Yeah Samaké s’est montré ému pour le choix porté sur sa personne. « Merci pour m’avoir choisi comme candidat  à la magistrature suprême et c’est avec humilité et  responsabilité que j’accepte et je suis convaincu qu’ensemble, le nouveau Mali est possible », s’est réjoui l’ancien président et actuel président d’honneur du parti.

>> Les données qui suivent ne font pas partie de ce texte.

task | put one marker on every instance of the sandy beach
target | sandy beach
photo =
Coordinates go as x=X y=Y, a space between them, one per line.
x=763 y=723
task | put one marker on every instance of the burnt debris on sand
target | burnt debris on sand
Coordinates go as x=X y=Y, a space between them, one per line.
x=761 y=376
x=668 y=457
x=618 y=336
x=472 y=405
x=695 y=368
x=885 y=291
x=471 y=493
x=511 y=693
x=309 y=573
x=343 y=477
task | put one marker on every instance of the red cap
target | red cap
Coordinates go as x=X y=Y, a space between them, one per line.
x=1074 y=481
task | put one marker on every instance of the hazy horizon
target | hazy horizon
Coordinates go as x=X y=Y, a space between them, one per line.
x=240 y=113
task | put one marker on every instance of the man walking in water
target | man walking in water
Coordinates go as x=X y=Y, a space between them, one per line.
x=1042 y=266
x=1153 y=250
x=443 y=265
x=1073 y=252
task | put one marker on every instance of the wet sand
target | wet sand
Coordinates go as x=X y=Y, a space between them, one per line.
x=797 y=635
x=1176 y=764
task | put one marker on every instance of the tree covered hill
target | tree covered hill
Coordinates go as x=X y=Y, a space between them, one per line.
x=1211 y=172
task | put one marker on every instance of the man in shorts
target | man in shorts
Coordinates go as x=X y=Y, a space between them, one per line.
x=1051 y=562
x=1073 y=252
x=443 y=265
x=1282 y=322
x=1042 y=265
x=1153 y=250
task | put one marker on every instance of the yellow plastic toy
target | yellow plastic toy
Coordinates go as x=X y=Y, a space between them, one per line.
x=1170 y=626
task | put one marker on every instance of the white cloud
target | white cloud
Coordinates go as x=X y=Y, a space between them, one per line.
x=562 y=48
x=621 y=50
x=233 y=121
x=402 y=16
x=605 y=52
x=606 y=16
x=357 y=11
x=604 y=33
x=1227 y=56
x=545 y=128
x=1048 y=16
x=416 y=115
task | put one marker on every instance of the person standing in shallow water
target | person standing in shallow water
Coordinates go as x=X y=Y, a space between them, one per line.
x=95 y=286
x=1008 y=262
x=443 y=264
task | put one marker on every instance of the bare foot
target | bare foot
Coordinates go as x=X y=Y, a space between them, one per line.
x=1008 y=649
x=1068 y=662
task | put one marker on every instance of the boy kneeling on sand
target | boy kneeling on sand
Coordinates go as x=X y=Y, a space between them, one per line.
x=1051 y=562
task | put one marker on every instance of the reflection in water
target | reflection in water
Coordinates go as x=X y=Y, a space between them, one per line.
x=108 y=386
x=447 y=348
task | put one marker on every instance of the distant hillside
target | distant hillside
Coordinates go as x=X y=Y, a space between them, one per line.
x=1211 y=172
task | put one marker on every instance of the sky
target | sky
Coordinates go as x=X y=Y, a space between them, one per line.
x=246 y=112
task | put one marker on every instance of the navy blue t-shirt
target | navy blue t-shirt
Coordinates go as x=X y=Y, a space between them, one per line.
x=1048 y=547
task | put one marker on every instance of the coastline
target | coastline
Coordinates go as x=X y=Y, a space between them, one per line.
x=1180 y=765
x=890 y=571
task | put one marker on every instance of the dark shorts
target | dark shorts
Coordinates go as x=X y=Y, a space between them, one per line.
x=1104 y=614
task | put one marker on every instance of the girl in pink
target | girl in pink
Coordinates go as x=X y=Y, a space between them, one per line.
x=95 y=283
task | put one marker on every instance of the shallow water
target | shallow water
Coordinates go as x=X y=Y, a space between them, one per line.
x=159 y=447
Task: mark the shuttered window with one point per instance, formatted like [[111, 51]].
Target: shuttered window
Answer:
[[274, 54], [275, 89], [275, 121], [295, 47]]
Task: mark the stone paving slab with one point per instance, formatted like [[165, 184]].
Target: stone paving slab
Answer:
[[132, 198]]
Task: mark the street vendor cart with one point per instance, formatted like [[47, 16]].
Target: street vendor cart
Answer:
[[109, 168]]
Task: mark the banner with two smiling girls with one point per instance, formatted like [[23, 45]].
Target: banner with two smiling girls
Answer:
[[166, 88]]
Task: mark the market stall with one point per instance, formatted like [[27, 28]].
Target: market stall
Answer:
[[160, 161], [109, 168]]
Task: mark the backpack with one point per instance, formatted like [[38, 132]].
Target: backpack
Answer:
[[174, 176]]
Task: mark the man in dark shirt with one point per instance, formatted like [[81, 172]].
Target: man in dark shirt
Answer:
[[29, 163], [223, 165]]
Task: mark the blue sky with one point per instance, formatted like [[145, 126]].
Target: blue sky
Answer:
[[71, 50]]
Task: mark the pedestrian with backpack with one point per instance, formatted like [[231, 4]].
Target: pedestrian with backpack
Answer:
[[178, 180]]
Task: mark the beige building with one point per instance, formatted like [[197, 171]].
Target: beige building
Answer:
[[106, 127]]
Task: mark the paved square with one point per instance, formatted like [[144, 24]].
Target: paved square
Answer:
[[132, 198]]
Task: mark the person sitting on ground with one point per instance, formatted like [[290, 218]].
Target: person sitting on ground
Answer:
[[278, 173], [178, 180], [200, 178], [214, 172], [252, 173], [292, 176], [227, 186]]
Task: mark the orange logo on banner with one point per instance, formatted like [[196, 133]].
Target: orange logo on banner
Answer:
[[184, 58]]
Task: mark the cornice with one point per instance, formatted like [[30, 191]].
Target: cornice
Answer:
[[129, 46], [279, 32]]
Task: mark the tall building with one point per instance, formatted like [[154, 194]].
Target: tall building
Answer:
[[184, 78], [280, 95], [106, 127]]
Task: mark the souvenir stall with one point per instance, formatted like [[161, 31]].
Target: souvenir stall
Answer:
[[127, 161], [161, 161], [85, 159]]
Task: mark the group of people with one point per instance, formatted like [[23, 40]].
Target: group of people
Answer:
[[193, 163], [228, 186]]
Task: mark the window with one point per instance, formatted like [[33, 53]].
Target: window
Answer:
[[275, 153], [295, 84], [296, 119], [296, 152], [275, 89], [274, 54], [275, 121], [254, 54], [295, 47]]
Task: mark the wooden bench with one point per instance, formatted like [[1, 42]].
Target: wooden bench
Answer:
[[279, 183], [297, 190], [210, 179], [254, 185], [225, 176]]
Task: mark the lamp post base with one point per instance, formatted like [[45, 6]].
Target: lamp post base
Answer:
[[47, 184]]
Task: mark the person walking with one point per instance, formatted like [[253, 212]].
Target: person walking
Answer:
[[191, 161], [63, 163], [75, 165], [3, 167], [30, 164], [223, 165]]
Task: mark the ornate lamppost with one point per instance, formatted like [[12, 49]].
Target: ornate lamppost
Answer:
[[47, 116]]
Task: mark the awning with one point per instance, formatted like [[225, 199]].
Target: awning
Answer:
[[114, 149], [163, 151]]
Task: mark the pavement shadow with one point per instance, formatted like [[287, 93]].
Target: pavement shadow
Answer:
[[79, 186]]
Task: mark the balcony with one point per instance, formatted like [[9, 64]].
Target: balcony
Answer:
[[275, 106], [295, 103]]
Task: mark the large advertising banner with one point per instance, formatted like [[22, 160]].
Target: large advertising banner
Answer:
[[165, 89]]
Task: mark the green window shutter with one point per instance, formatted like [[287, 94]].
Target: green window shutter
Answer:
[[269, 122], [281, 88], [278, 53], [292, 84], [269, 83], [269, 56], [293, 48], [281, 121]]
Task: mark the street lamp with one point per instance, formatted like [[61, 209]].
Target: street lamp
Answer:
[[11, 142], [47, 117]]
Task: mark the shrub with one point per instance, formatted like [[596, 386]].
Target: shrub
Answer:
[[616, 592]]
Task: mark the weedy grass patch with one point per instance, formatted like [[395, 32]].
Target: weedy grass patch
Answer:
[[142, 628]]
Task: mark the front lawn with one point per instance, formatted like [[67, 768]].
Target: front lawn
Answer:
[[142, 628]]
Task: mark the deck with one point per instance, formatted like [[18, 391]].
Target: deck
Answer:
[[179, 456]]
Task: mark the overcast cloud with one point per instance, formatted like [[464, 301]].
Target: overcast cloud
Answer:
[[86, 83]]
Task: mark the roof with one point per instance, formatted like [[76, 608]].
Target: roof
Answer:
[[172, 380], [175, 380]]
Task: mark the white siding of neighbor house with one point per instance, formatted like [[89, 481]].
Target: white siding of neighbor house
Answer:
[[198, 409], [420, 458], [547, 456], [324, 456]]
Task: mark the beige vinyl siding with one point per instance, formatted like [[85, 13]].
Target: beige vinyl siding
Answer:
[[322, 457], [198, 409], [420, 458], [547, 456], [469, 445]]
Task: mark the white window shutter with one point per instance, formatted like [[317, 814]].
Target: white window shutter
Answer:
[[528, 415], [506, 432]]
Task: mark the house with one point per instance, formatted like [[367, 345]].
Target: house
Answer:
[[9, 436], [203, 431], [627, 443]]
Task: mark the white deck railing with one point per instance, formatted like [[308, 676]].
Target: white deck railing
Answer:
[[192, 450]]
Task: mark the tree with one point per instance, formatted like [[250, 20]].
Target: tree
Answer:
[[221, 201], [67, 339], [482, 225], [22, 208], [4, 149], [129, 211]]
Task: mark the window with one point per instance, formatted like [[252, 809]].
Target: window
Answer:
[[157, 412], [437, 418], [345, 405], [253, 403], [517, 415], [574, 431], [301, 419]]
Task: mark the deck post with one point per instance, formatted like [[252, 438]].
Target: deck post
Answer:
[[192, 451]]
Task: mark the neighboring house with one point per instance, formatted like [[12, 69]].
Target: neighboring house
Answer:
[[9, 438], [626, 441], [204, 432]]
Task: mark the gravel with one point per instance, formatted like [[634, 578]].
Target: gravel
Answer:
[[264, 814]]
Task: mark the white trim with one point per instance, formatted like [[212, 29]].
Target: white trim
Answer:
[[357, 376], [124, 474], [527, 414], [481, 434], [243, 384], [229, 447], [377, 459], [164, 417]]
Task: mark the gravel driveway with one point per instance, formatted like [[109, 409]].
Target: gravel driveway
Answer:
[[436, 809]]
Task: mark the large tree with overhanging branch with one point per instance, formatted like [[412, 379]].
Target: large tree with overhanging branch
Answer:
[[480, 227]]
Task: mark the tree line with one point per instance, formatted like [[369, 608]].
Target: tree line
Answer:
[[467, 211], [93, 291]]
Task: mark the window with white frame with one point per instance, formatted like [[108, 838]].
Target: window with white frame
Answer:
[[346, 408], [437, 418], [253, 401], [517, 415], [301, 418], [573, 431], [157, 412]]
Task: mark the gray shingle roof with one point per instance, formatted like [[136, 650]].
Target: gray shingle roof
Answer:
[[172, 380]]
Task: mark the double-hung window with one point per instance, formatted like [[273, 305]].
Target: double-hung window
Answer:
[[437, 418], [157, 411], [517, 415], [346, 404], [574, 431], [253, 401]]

Même le PACP et son leader, Yeah Samaké ne sont pas une foudre de guerre sur le plan électoral, il est évident que le parti est bien assis dans le Djitoumou (Ouelessebougou) où il pourra démobiliser de potentiels électeurs acquis à la cause du RPM et de son champion, IBK.

 

Par ailleurs, le Rassemblement pour le développement du Mali (RPDM) a aussi organisé son 1er congrès ordinaire, le samedi dernier en présence du président du parti, Cheick Modibo Diarra. Ce fut l’occasion pour l’ancien Premier ministre de la transition de 2012 de faire le bilan de la gouvernance actuelle du pays, avec un « bilan de regret du soutien au candidat IBK en 2013 ».

 

Dr Cheick Modibo Diarra a rassuré ses militants quant à sa candidature. Il dira qu’en tant que membre d’une plate-forme naissante, il urge d’attendre les décisions de ce regroupement politique avant de prendre une décision finale. Le président du RpDM dira qu’à l’élection présidentielle de 2013, il avait soutenu le candidat Ibrahim Boubacar Kéita, mais au bout du compte aujourd’hui, il a des regrets. « A l’époque nous avions cru que le président élu allait s’engager dans un processus de rénovation de la gouvernance, de la réconciliation et de la crédibilité de nos dirigeants dans un Mali réconcilié. Toute chose qui aurait pour avantage de mettre les énergies, les efforts, le savoir-faire et le bien être des Maliens ensemble, afin de se repositionner dans le concert des nations. Mais hélas, l’on a plutôt assisté à des malversations financières, le mensonge, la calomnie…comportement qui frise le ridicule et qui n’honore point le Mali », a-t-il expliqué.

 

Avant de plaider que le prochain scrutin présidentiel soit totalement transparent et crédible. Et de souhaiter que les élections régionales et municipales partielles soient programmées après la présidentielle. « Une manière de mieux se concentrer sur ce scrutin qui est crucial pour l’avenir de notre pays ».

 

Comme on le voit, le président sortant ne cesse de perdre des soutiens de taille dans le lot de partis politiques qui l’avaient soutenu en 2013. A croire qu’une vague de déceptions généralisées s’est emparée du camp présidentiel. Toute chose qui diminue les chances de l’éventuel candidat IBK.